In case of Debian or Debian derivatives (like Ubuntu):
apt-get install qemu-kvm
Download the latest Daily brewed Debian disk images for VirtualSquare.
It is approximately 0.45GB.
$ bunzip2 debian-sid-v2-amd64-daily-????????-????.qcow2.bz2
question marks should be changed with the actual date and version number of the disk image. e.g.:
$ bunzip2 debian-sid-v2-amd64-daily-20200528-277.qcow2.bz2
We suggest the following command:
$ qemu-system-x86_64 -enable-kvm -smp $(nproc) -m 2G -monitor stdio -cpu host\
-netdev type=user,id=net,hostfwd=tcp::2222-:22 -device virtio-net-pci,netdev=net \
-drive file=$(echo debian-sid-v2-amd64-daily-????????-????.qcow2)
The number of cores (-smp $(nproc)
) and the amount of memory (-m 2G
) should be adapted to
your environment. (This command uses all the cores available in the hosting computer -- the output of the nproc
command).
It is possible to name the actual file name including the date and version number in this way:
$ qemu-system-x86_64 -enable-kvm -smp $(nproc) -m 2G -monitor stdio -cpu host\
-netdev type=user,id=net,hostfwd=tcp::2222-:22 -device virtio-net-pci,netdev=net \
-drive file=debian-sid-v2-amd64-daily-20200611-294.qcow2
the password is virtualsquare
This command installs all the packets needed by the virtualsquare projects and then downloads, builds and installs all the latest versions of the projects directly from the development repositories.
# ./get_v2all
This operation may require some minutes (the actual time needed depends on the bandwidth of your internet connection and the performance of your processor). now you can logout as root.
logout
Type user
at the login prompt, the password is virtualsquare
Now you can choose the tutorial experiment you like from the menu and run it.

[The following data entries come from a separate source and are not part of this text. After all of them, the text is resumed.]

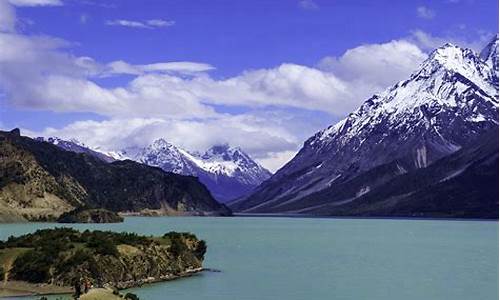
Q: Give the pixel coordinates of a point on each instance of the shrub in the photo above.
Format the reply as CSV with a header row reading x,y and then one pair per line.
x,y
201,249
131,296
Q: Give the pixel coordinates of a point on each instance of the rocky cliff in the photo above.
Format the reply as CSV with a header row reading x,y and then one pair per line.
x,y
41,181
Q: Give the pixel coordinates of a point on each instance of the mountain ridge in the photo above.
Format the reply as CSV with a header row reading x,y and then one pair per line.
x,y
451,99
41,180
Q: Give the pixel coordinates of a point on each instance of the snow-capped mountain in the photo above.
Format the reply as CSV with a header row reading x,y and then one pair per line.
x,y
74,145
447,103
227,172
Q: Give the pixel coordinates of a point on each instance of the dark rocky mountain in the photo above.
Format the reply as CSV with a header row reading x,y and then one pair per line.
x,y
75,146
40,180
449,102
228,172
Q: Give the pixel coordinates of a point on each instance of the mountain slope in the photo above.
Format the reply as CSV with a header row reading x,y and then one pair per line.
x,y
227,172
75,146
450,100
40,180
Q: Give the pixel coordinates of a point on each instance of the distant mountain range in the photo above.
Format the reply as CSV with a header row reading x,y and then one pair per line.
x,y
40,181
228,172
427,146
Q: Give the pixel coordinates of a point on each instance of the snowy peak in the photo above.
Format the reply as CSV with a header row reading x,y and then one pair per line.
x,y
448,102
227,171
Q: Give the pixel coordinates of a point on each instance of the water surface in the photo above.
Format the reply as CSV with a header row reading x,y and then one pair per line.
x,y
304,258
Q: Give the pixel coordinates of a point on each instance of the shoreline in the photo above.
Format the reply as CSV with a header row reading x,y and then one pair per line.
x,y
26,289
303,216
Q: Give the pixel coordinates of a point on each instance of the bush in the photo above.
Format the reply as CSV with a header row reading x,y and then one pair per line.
x,y
201,249
103,245
33,266
79,257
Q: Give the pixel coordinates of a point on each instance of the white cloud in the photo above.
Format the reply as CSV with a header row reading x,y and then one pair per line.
x,y
425,13
160,23
428,42
178,100
308,5
84,18
36,2
148,24
182,67
263,139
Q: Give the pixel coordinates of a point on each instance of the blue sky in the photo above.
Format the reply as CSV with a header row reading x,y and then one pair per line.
x,y
263,75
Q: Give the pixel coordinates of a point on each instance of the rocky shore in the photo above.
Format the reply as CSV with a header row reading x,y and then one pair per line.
x,y
57,260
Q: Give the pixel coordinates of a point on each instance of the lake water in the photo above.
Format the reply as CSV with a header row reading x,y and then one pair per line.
x,y
308,258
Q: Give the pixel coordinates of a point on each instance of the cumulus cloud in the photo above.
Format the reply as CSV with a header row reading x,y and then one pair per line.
x,y
425,13
265,140
308,5
36,2
378,65
148,24
182,67
428,42
181,101
7,17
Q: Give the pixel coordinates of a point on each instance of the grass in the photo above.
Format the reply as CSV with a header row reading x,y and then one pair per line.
x,y
100,294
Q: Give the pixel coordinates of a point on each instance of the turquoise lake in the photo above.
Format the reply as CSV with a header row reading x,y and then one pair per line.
x,y
313,258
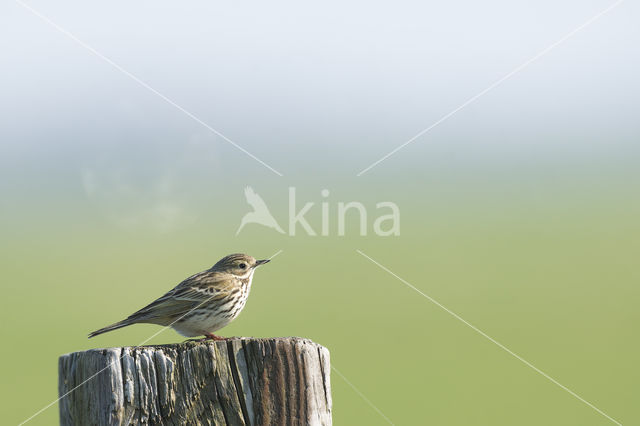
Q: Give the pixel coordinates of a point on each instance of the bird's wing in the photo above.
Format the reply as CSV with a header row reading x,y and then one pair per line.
x,y
254,200
194,291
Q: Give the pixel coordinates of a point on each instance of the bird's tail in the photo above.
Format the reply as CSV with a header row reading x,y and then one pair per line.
x,y
112,327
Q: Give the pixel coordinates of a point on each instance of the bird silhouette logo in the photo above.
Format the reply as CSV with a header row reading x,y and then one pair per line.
x,y
260,213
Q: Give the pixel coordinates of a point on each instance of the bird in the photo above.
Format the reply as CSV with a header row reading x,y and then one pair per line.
x,y
201,304
260,213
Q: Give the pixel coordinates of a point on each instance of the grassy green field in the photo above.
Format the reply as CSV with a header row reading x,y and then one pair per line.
x,y
552,274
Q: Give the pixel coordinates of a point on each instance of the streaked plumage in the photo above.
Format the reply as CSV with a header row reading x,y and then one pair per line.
x,y
203,303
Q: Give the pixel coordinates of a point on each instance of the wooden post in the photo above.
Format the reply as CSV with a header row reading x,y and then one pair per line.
x,y
242,381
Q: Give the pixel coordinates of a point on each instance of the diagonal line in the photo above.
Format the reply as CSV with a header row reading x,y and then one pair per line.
x,y
112,363
496,83
142,83
500,345
361,395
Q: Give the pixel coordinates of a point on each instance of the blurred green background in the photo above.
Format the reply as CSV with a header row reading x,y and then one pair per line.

... when you have completed your experiments:
type:
sudo poweroff
Now the VM and all the VirtualSquare tools have been installed.
When you want to try more tutorial experiments you can run just the following steps:
- step 3: run the VM
- step 6: login as user
- step 7: The VM is ready!
- step 8: shut down the VM
Note: Images before June 17, 2020 may use virtualsquare
instead of user
as login name in step 6.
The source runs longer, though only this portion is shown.